The cordless drill is a classic case. On average it's used for only 12 minutes in its lifetime. It spends more times being made than it does being used. Yet it seems everyone has one. A better solution might be for a couple of people in the street to have one - and for other people to borrow it. Streetbank is a good site I've found for sharing a variety of things with your neighbours.

Added to the sites mentioned in the video, there is a directory of them on the Collaborative Consumption website - organised by topic.

All this sharing helps prevent wasteful production. Less energy consumed by factories and trucks - and less stuff eventually going to landfill. Aside from that, it's a great money saver. Now that's a Convenient Solution.

Wednesday, June 11, 2014

G20 or G19?

I'm often impressed how cartoonists sum up a big news story in one sketch.

The Australian Prime Minister is currently touring the USA. Later this year Australia hosts the G20. There's been some talk about how the Australian government might explain it's lack of action on climate change.

In recent times, the USA has announced a 30% reduction to power station emissions, China will cap its emissions, and Finland has just announced an 80% emission reduction target. The latter receiving much less coverage.

I've written plenty about how Australia is far behind the rest of the world on climate action. But the cartoonist sums it up in an illustration.

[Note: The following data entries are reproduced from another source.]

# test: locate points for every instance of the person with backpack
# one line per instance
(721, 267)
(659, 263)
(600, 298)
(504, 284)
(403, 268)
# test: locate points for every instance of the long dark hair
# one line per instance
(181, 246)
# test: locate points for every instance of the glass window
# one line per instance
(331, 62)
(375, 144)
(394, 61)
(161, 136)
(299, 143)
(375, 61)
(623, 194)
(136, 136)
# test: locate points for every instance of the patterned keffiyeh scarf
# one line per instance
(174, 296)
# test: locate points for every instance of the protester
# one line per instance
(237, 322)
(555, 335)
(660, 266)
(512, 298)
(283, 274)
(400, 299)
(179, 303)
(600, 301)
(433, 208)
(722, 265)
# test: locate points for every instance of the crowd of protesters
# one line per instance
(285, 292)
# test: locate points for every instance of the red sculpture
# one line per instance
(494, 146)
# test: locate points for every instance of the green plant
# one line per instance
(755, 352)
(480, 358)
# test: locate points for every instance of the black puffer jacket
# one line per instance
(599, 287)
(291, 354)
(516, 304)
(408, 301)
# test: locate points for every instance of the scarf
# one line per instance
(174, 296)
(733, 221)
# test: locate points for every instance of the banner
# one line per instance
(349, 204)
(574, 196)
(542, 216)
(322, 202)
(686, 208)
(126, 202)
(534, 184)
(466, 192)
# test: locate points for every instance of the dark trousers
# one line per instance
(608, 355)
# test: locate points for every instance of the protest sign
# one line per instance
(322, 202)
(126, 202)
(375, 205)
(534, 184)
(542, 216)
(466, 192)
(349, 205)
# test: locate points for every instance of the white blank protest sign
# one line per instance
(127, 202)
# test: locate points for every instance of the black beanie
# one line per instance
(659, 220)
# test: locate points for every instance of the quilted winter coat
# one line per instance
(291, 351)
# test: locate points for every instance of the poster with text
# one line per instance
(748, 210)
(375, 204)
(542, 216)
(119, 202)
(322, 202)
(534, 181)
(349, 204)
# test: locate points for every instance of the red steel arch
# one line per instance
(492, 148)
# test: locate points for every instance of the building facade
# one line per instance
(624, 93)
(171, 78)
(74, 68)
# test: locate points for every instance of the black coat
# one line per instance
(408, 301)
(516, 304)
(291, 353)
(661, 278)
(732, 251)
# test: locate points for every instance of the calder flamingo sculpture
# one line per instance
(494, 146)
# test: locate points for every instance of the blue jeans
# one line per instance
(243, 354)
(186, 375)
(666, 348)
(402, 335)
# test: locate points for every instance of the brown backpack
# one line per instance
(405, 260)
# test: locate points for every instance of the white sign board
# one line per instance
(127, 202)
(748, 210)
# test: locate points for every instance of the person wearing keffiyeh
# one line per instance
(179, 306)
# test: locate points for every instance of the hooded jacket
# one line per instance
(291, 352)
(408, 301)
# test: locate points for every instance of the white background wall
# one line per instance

PS. The US move will also reduce particulate pollution, and as a result will avoid up to 6,600 premature deaths, up to 150,000 asthma attacks in children, and up to 490,000 missed work or school days. That's $93 billion in climate and public health benefits. Also, it will cut power bills by 8% by increasing efficiency. It's a shame those sorts of benefits don't seem to interest Australia.

Tuesday, June 10, 2014

Thankyou, Bendigo Bank

Bendigo Bank, Australia's biggest bank (outside the major 4) has announced its opposition to coal, saying it will "not lend to companies for whom the core ­activity is the exploration, mining, manufacture or export of thermal coal or coal seam gas".

This is great news. Customers have a new choice for banking ethically, without worrying that their savings are being used to fund coal pollution. Also, it shows that banks can run just fine without the fossil fuel industry.

Why not join me in thanking Bendigo (it's an easy type-and-send). This might be the first time we've sent a thankyou to a bank!

PS. Compare banks at Market Forces
See Bendigo's full statement

Sunday, June 08, 2014

The Optimistic Pessimist

I was listening to a podcast from ABC Sunday Nights (Sustaining Creation) and was struck by this comment:
"We have to have pessimism of the intellect and we have to have optimism of the will. And that sort of optimism as an act of will is a very powerful place to be... It's hope as an act of will. There's no point in pessimism at this time."

It reminded me of a quote a friend shared recently:
"When asked if I am pessimistic or optimistic about the future, my answer is always the same: if you look at the science about what is happening on earth and aren't pessimistic, you don't understand the data.
But if you meet the people who are working to restore this earth and the lives of the poor, and you aren't optimistic, you haven't got a pulse."

That very much reflects my own experience - as you might have noticed here on the blog. Understanding the enormity of climate change can be quite disheartening, but seeing the kind of ideas and solutions that are possible is also very exciting.